John Bolton's "The Room Where It Happened" has landed.
It seemed pointless to read reviews by Jennifer Szalai in The New York Times and Barton Swaim in The Wall Street Journal. Revelations in the book about Donald Trump's corruption, mental instability and cozying up to dictators had already appeared in The Times and WSJ's news columns. Why waste any time reading the book?
Despite Trump's lawsuit against release of his former national security adviser's White House expose, the WSJ published an excerpt in its Saturday Review section. Although the WSJ's editorial page frequently defends Trump, albeit turning against him more and more recently, Rupert Murdoch's newspaper disclosed some of Bolton's most damaging accusations about Trump's dealings with Chinese leader Xi Jinping.
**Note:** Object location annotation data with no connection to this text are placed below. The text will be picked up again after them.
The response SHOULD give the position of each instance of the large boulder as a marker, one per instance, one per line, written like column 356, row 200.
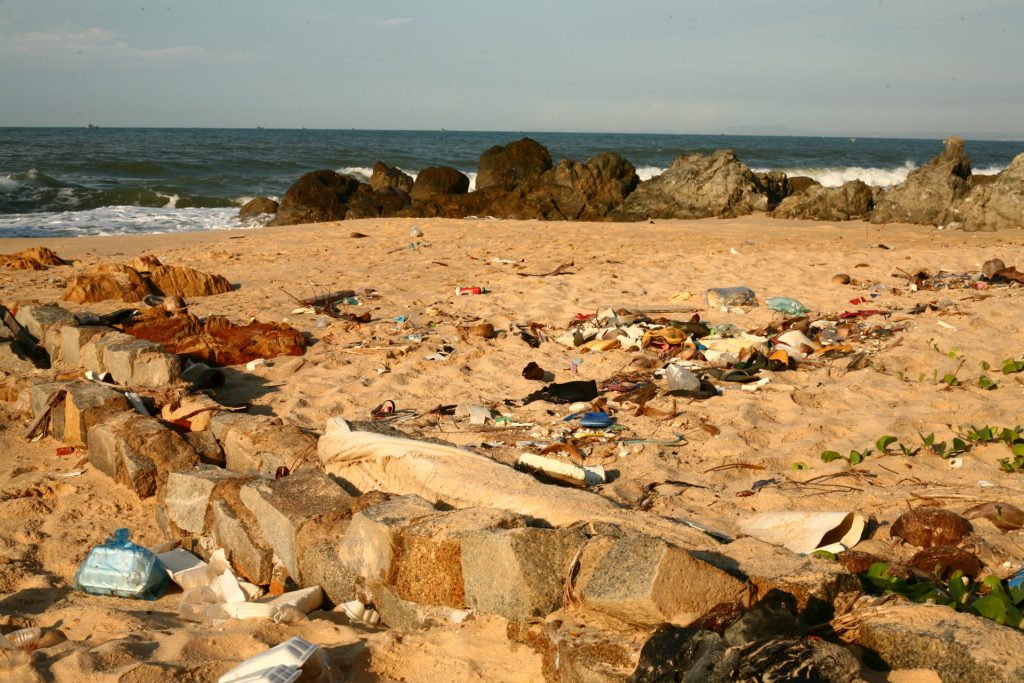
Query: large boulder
column 512, row 164
column 696, row 186
column 435, row 180
column 257, row 207
column 853, row 200
column 929, row 193
column 386, row 177
column 316, row 197
column 370, row 203
column 994, row 205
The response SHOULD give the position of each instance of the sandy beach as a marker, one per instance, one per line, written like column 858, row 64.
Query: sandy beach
column 54, row 508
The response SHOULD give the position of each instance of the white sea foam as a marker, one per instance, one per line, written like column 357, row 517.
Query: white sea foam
column 117, row 220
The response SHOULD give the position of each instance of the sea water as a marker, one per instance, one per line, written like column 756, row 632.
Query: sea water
column 69, row 181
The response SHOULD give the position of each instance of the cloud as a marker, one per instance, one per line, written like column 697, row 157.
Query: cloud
column 393, row 22
column 97, row 42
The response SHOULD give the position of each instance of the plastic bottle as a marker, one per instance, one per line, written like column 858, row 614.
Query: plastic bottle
column 122, row 568
column 787, row 306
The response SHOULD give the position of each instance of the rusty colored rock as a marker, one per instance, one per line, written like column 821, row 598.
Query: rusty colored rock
column 946, row 559
column 110, row 281
column 925, row 527
column 37, row 258
column 216, row 339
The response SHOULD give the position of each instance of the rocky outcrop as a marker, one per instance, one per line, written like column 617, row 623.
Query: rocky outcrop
column 37, row 258
column 257, row 207
column 386, row 177
column 930, row 191
column 696, row 186
column 316, row 197
column 110, row 281
column 512, row 164
column 179, row 280
column 994, row 205
column 435, row 180
column 217, row 340
column 853, row 200
column 370, row 203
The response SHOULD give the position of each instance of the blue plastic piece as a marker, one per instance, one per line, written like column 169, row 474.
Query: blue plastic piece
column 596, row 420
column 122, row 568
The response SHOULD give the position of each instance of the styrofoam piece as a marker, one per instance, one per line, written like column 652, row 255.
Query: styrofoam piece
column 278, row 674
column 184, row 568
column 806, row 531
column 250, row 610
column 292, row 652
column 306, row 599
column 563, row 471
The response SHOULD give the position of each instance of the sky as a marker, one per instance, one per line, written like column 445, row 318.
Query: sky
column 890, row 67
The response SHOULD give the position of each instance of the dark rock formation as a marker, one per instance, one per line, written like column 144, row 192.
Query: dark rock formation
column 368, row 203
column 852, row 201
column 512, row 164
column 256, row 207
column 435, row 180
column 696, row 186
column 386, row 177
column 928, row 194
column 316, row 197
column 995, row 205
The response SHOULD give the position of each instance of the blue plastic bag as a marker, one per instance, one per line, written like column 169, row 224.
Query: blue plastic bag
column 122, row 568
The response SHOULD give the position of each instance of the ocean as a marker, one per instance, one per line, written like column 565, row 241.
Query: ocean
column 76, row 181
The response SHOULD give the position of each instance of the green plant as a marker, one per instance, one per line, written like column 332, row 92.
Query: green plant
column 940, row 449
column 989, row 598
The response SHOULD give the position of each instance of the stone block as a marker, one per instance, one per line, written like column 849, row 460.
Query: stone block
column 643, row 580
column 129, row 444
column 86, row 404
column 246, row 548
column 111, row 453
column 39, row 397
column 284, row 506
column 120, row 355
column 153, row 370
column 258, row 444
column 814, row 582
column 426, row 566
column 74, row 337
column 40, row 319
column 187, row 496
column 519, row 572
column 90, row 354
column 955, row 645
column 206, row 446
column 369, row 542
column 410, row 616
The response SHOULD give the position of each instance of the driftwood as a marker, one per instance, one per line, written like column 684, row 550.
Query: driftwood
column 25, row 344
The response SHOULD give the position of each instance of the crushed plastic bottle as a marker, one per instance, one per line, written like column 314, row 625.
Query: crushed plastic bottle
column 786, row 305
column 122, row 568
column 725, row 298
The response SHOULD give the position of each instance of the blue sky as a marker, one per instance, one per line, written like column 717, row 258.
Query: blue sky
column 708, row 67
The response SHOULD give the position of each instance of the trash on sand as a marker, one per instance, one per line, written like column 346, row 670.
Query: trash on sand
column 291, row 654
column 806, row 531
column 560, row 470
column 122, row 568
column 786, row 305
column 725, row 298
column 356, row 611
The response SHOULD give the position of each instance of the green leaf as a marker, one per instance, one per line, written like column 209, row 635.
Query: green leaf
column 829, row 456
column 885, row 441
Trump responded to the book's arrival with his usual fulminations, claiming that Bolton is one more enemy who should be thrown into Trump's fantasy jail.
Slate's Fred Kaplan said that Bolton's own foolhardy views disclosed in the book are as disturbing as the Trump vignettes. Bolton shows himself as more extreme than Trump on Iran and North Korea, Kaplan said.
Kaplan cites a passage from the book that pictures Trump as having the attention span of a 2-year-old. Trump's unable to focus on one subject, continually veering off to pursue bizarre associations in his mind.
Kaplan's piece made me wonder if Lin-Manuel Miranda can take action against Bolton for appropriating the"room where it happens" lyric from Miranda's smash musical "Hamilton."
It sounds like Bolton's memoir should have been called "the room where it didn't happen."